Life After 30

By

I’m 30 years old. The worst part about it is that I don’t have an excuse for my mistakes now.

It’s officially been almost five months since the ‘dreadful’ day I turned 30. There are so many fears that come with the numbers three and zero. To think that if I’m lucky, I have lived a third of hopefully what is my long life. I now somewhat understand my mother when she says she looks in the mirror and sees an old woman but feels like the young 20-year-old girl she is at the core of her heart. The fear of aging and the societal pressures have me shook. The pressures of getting married, having perfect children in perfect timing, having a stable, well-paying career, a career willing to wait for you while you’re on maternity leave, a house that you and your spouse bought together with three rooms and large windows that face east for your plants.

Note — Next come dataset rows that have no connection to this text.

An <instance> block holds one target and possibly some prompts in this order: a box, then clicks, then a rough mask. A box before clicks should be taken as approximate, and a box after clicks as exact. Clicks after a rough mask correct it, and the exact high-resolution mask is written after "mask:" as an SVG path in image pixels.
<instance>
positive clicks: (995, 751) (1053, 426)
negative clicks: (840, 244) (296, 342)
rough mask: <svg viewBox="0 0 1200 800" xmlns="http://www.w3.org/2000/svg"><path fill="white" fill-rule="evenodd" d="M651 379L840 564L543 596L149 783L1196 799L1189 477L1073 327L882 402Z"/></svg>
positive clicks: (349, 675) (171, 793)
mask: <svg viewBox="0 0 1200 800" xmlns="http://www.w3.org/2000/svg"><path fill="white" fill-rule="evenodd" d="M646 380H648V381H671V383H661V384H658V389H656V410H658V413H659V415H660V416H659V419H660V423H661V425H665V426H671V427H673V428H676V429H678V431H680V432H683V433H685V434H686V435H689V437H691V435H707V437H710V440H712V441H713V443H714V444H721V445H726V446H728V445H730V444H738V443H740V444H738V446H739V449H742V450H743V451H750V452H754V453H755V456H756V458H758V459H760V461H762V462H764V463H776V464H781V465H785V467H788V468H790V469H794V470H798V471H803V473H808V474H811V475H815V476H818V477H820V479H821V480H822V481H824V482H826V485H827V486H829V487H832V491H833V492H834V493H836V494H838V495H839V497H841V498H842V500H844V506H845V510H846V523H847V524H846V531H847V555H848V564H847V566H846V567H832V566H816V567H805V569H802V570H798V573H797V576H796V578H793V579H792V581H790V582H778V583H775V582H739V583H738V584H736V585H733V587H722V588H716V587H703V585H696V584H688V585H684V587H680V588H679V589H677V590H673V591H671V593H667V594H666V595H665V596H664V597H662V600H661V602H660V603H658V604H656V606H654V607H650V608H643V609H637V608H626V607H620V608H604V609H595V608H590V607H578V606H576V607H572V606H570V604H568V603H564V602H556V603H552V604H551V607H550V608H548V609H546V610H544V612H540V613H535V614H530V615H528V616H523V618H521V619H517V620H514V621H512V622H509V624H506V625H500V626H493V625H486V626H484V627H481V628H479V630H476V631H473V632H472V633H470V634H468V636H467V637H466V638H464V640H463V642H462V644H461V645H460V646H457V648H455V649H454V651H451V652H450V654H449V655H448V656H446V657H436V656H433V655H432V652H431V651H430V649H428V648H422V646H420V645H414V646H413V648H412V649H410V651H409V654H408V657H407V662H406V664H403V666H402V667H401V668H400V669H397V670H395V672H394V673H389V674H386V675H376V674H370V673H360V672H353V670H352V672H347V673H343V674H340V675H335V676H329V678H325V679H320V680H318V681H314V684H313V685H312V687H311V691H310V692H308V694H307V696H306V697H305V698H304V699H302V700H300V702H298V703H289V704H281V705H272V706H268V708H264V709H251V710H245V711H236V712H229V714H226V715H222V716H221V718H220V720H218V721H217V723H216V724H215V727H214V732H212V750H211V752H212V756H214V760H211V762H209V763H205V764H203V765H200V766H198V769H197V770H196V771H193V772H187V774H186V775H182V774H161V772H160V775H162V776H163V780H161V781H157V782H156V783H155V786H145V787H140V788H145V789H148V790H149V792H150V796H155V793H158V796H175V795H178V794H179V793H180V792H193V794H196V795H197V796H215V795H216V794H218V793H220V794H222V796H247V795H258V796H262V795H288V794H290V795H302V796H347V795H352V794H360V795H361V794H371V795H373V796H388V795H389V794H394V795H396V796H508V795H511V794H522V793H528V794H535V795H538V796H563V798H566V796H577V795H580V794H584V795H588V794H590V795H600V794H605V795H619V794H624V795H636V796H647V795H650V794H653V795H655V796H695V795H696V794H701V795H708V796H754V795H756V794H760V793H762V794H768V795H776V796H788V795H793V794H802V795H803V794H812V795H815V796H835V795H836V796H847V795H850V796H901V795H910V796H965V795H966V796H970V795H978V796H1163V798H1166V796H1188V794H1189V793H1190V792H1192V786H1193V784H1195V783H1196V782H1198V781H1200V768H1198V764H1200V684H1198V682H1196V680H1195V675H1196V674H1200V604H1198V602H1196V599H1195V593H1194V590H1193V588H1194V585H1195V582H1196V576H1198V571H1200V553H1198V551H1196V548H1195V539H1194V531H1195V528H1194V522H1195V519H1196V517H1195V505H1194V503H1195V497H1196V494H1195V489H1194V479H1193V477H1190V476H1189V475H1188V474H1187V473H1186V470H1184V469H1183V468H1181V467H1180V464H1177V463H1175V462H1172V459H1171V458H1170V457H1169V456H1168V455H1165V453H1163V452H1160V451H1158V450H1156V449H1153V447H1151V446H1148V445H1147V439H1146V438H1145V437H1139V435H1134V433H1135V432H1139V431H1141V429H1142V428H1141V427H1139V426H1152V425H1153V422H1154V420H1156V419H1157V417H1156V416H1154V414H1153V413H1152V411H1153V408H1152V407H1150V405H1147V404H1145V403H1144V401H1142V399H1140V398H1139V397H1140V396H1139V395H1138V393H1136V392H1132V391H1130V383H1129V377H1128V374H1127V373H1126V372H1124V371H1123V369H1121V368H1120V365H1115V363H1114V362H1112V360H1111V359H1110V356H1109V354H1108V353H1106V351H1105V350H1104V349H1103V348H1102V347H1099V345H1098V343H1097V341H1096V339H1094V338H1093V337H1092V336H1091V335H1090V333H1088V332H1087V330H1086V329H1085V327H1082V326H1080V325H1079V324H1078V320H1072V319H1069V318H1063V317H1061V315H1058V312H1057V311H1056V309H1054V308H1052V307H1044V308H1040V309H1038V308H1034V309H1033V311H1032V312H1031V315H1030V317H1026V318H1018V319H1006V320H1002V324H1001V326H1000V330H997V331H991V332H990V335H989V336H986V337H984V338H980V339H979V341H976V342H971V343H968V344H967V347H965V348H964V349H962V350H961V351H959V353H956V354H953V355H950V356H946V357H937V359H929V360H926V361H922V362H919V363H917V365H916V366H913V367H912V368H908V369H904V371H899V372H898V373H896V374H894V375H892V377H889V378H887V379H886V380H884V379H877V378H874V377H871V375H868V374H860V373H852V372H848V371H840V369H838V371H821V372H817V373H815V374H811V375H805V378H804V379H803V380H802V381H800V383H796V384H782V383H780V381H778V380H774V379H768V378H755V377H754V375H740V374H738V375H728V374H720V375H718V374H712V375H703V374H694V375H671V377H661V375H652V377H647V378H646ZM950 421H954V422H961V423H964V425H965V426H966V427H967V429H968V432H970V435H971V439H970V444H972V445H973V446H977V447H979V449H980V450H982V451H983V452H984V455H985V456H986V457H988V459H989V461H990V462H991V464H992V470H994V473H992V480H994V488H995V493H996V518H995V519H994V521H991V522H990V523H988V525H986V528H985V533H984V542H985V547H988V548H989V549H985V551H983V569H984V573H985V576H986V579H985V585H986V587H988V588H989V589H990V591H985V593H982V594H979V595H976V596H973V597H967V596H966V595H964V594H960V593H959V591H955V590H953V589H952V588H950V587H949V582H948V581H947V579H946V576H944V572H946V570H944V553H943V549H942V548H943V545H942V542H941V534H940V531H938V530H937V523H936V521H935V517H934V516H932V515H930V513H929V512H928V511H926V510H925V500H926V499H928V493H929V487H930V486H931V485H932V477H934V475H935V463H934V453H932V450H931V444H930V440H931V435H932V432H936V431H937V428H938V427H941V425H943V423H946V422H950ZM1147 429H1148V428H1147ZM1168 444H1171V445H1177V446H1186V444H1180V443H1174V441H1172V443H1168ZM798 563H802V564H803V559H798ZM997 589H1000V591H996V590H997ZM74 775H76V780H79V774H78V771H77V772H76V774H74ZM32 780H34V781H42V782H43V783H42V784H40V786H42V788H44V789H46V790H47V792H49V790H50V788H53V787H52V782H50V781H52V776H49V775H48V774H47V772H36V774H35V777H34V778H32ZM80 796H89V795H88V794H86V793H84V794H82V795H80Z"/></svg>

I want this. I want all of it, I really do, but 30 really has me reflecting on all these insecurities and expectations that I have yet to meet and perhaps what was the wildest, unforgettable past ten years of my life.

My personal ‘roaring twenties’ has been the loudest period of my thirty-year existence. I lived abroad away from family and friends and made new friends that I now call family. I saw the motherland for what she was. She was literally my mother’s land, the land she was born and raised, for what she offered was beyond just beauty—it was fresh air, the greenest mountains, tasteful familiar flavors that pleased my palette, painful yet strong history, and a home away from home.

I’ve tasted foods from the most fruitful places in Thailand while visiting the most beautiful elephant sanctuaries where they’re praised and loved. The very next day I would get on a small cruise and drink with beautiful women from Europe and different parts of America that I would’ve otherwise never met. I swam in the ocean watching the sun set into shades of purple and pink between two tiny islands.

I’ve run through the tiny streets of Komagome, drank out of environmentally-friendly cups at a Sapporo beer festival until I got wasted, and wore a flower-patterned lavender kimono down the busiest streets of Tokyo.

I remember the photos in a historical museum in Saigon that moved me until I wept, the saved propaganda from the Vietnam War and the photos of children missing limbs, children that perhaps my future children may look similar to.

There was also that time when my friend took me to see her family in Cebu, where we overlooked the bluest ocean from a swimming pool that we had to ourselves while we had San Miguel beers and traditional Filipino food.

And for some reason, sometimes, when I close my eyes, I can still see the innocent faces of the children in the classrooms I’ve taught this language, the language I’m using now to write this—how eager those faces were to learn something new.

There was a time when I met people who opened up to me about being gay and couldn’t tell anyone, not a soul, and how they confided in only me because it was a cultural taboo. It broke my heart. I remember thinking, “I’m so incredibly sad, but I’m trusted. Trust, a merit given to me. I’m blessed.”

And if I counted how many people both good and bad that I’ve met in different cities, towns, and countries on my way to 30, I could honestly say it may be hundreds to thousands. How many of those people that have touched me in times of loneliness and self-doubt? Maybe five. I thank God for these people every day of my life.

The colorful yet confusing time in my life where I have been afraid, half-empty, lost and insecure has somehow diminished once 30 came along. It’s like a clock relieved of its numerous ticks and finally seeing the hands for it’s movements instead of counting down its numbers. The confusion of who I am or what I’m supposed to be has been filled with unchanging experiences, some happy, fulfilling, creatively wild, and some so painful and dark they were almost unbearable to even fathom living through.

The colorful adventures in my bones that I’ve lived throughout these roaring twenties have not been lost after 30.

Therefore, I am not lost even after 30.

I am thirty—confident, self-assured, and appreciative of my mistakes, my confusion, my youth.

What I’m trying to say is, life after 30 isn’t so bad after all.